Criado em 1988 pela Organização Mundial da Saúde, o Dia Mundial de Combate à AIDS, celebrado em 1º de dezembro, nasceu como a primeira campanha global de saúde voltada a uma doença específica, em um momento em que o HIV avançava rapidamente e as respostas internacionais ainda eram frágeis. Trinta e sete anos depois, a data segue necessária. Em 2024, segundo dados da UNAIDS, 40,8 milhões de pessoas conviviam com o HIV no mundo, sendo registrados 1,3 milhão de novos casos e 630 mil mortes relacionadas à AIDS.
Apesar dos avanços científicos e da expansão do acesso ao tratamento terem salvo cerca de 27 milhões de vidas desde o início da resposta global, os esforços para cumprir as metas internacionais estão em risco devido a retrocessos no financiamento e desigualdades persistentes.
Em entrevista à Rádio Unesp, a infectologista Lenice do Rosário de Souza, professora da Faculdade de Medicina de Botucatu e diretora do ambulatório especializado em infectologia do Hospital das Clínicas da Unesp, afirma que, no Brasil, o acesso ao diagnóstico tem evoluído com a ampliação dos testes em todas as unidades de saúde e boas práticas de acolhimento ao paciente. “Quanto mais precocemente se faz o diagnóstico, melhor é a evolução esperada para o doente”, explica Souza.

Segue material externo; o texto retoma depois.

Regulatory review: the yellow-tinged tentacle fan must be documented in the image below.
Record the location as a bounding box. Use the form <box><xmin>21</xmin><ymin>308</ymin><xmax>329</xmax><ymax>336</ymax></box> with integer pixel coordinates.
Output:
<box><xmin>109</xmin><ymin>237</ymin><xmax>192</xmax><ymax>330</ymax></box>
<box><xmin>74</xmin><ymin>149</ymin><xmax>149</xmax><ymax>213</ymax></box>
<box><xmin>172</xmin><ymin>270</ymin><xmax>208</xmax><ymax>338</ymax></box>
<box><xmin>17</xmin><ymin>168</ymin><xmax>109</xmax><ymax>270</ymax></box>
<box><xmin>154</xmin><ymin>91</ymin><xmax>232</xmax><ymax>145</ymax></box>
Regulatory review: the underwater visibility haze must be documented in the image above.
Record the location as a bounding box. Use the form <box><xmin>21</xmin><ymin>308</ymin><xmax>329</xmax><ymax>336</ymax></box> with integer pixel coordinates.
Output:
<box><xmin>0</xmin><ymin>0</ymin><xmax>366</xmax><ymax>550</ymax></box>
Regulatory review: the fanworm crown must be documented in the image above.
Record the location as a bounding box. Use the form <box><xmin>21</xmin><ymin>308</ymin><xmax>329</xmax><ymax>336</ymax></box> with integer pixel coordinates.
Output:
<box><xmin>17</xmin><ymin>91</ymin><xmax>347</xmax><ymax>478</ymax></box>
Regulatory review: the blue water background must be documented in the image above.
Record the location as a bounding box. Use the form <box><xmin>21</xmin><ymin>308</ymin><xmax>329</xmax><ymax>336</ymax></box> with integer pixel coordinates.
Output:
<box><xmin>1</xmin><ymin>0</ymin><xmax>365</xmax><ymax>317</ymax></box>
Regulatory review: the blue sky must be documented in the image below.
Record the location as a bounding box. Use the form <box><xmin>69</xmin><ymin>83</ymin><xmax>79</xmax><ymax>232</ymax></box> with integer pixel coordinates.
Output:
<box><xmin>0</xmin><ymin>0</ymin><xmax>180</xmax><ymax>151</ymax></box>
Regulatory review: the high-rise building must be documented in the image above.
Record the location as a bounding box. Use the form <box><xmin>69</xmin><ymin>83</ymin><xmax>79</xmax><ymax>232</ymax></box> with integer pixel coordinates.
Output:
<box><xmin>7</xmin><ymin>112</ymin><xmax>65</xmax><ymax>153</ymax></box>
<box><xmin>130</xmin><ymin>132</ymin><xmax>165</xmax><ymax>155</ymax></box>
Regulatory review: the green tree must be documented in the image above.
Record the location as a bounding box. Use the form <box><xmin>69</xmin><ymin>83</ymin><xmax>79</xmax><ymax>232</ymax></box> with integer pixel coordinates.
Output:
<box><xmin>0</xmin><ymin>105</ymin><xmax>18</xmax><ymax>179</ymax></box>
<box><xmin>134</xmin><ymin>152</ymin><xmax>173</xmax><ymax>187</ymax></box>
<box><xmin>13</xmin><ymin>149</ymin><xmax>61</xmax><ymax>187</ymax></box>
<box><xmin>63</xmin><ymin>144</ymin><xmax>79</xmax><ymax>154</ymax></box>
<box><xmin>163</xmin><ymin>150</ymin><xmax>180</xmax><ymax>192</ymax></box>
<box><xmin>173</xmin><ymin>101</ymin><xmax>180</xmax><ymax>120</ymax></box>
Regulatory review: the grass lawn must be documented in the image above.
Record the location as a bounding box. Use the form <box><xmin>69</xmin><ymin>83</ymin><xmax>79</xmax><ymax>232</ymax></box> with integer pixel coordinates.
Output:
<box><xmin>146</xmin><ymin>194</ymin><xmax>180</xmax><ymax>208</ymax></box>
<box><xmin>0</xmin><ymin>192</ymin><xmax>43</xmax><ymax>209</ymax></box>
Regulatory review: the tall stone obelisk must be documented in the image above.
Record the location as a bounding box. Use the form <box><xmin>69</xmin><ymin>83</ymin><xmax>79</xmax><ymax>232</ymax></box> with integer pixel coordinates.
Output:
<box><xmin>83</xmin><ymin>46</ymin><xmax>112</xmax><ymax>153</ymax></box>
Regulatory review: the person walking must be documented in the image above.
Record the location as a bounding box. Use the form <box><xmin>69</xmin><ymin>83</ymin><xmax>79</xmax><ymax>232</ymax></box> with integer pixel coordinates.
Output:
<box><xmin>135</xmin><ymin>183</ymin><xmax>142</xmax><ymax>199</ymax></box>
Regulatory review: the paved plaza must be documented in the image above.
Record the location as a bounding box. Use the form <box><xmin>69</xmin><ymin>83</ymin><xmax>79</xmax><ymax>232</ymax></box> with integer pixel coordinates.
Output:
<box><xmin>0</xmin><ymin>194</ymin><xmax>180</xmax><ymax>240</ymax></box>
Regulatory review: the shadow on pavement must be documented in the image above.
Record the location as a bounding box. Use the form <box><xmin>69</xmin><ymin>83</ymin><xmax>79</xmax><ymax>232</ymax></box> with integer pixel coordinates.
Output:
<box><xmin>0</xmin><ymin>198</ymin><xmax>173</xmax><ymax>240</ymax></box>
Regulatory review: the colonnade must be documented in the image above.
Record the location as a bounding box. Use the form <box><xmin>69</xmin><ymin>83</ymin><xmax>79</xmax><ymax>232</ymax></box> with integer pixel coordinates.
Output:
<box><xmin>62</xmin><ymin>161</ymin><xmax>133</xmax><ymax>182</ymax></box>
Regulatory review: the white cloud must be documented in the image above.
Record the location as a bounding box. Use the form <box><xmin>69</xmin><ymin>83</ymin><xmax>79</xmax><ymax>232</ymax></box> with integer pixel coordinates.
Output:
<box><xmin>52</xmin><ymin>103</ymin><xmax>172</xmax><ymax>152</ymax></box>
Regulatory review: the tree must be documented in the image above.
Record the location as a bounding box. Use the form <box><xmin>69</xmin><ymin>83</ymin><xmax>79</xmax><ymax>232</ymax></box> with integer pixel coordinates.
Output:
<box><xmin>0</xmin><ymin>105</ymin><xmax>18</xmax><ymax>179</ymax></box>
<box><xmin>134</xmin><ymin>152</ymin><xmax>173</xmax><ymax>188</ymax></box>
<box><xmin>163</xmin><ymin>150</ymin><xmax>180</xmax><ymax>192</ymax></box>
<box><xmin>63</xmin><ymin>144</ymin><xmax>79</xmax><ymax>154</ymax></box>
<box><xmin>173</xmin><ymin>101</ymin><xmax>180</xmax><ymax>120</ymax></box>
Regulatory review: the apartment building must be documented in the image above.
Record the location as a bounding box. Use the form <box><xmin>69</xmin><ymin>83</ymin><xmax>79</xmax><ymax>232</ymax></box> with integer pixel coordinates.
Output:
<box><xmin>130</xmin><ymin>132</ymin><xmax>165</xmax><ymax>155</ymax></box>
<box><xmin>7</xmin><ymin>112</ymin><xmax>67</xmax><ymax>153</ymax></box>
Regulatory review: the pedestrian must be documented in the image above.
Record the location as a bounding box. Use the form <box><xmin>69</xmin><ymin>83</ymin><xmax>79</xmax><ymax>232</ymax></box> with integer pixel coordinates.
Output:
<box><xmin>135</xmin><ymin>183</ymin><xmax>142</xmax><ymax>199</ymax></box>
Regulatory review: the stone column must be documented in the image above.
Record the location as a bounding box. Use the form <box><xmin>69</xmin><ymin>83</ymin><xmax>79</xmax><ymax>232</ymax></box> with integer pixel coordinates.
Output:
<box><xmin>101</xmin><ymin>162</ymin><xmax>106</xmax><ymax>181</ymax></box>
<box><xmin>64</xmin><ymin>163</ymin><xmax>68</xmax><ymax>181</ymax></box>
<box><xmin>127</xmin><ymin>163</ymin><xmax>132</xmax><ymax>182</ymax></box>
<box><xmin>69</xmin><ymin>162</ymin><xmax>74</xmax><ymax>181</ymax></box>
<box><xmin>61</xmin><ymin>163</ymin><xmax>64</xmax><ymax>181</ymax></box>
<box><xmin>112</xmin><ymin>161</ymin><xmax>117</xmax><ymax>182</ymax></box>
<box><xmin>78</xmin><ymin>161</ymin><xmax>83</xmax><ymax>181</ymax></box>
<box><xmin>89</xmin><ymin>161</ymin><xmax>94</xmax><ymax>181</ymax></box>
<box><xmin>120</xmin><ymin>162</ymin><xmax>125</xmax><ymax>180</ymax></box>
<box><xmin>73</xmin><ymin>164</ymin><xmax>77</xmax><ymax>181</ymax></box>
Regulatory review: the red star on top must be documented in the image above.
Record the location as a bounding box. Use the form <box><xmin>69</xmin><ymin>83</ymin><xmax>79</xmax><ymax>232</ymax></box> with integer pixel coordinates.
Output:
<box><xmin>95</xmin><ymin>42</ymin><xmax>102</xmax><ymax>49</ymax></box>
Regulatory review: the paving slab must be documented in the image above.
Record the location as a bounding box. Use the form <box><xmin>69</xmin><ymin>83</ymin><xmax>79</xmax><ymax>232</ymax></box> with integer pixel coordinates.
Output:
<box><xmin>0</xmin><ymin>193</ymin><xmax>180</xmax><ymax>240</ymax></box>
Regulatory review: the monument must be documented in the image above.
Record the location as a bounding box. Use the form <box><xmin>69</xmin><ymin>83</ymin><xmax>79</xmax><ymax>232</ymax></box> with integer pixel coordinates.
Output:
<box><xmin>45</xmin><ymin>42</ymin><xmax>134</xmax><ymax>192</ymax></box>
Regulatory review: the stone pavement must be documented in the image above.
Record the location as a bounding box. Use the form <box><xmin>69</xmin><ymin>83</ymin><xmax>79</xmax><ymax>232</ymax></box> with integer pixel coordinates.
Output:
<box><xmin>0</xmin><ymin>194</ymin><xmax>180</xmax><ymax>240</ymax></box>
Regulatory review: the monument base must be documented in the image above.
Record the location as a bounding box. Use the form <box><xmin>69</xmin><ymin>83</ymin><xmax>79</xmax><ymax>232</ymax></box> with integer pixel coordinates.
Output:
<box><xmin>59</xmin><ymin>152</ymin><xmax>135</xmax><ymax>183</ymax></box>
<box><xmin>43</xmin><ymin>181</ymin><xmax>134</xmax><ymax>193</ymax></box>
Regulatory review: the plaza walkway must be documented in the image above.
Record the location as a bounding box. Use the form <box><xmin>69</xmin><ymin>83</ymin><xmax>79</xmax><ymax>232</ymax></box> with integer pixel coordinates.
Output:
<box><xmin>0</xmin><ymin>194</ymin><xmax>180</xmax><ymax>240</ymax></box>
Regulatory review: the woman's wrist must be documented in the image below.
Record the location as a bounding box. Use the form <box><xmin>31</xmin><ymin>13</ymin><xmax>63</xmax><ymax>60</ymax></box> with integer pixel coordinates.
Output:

Ainda assim, o enfrentamento ao HIV esbarra em obstáculos sociais que dificultam a chegada das pessoas aos serviços de saúde e atrasam o início da terapia. O estigma permanece como uma das barreiras mais persistentes, afastando indivíduos do diagnóstico, prejudicando o acompanhamento clínico e influenciando diretamente a evolução da doença. Segundo a infectologista, o preconceito faz com que muitas pessoas evitem procurar atendimento ou retornar às consultas, comprometendo a adesão ao tratamento.
Desde a identificação dos primeiros casos de AIDS em 1981, o perfil das pessoas que vivem com HIV passou por transformações significativas. Como detalha a docente da Unesp, os primeiros registros concentravam-se em homens que faziam sexo com homens, grupo inicialmente mais afetado nos anos 1980. Durante a década seguinte, o cenário mudou com o aumento de casos entre usuários de drogas injetáveis, o que ampliou também o número de infecções entre mulheres que tinham parcerias sexuais com esses usuários. Com mais mulheres vivendo com HIV, cresceu a transmissão vertical, que ocorre da mãe para o bebê durante a gestação, no parto ou na amamentação e, consequentemente, aumentaram os casos diagnosticados em crianças.
Recentemente, houve um crescimento das infecções entre homens que fazem sexo com homens, especialmente na faixa dos 39 aos 49 anos, e entre pessoas não brancas, um movimento, conforme observa a especialista, associado a desigualdades persistentes no acesso ao diagnóstico e ao tratamento. Ela enfatiza que parte da população preta e parda ainda é diagnosticada mais tardiamente e encontra mais barreiras para iniciar a terapia antirretroviral, o que influencia negativamente a evolução do quadro clínico.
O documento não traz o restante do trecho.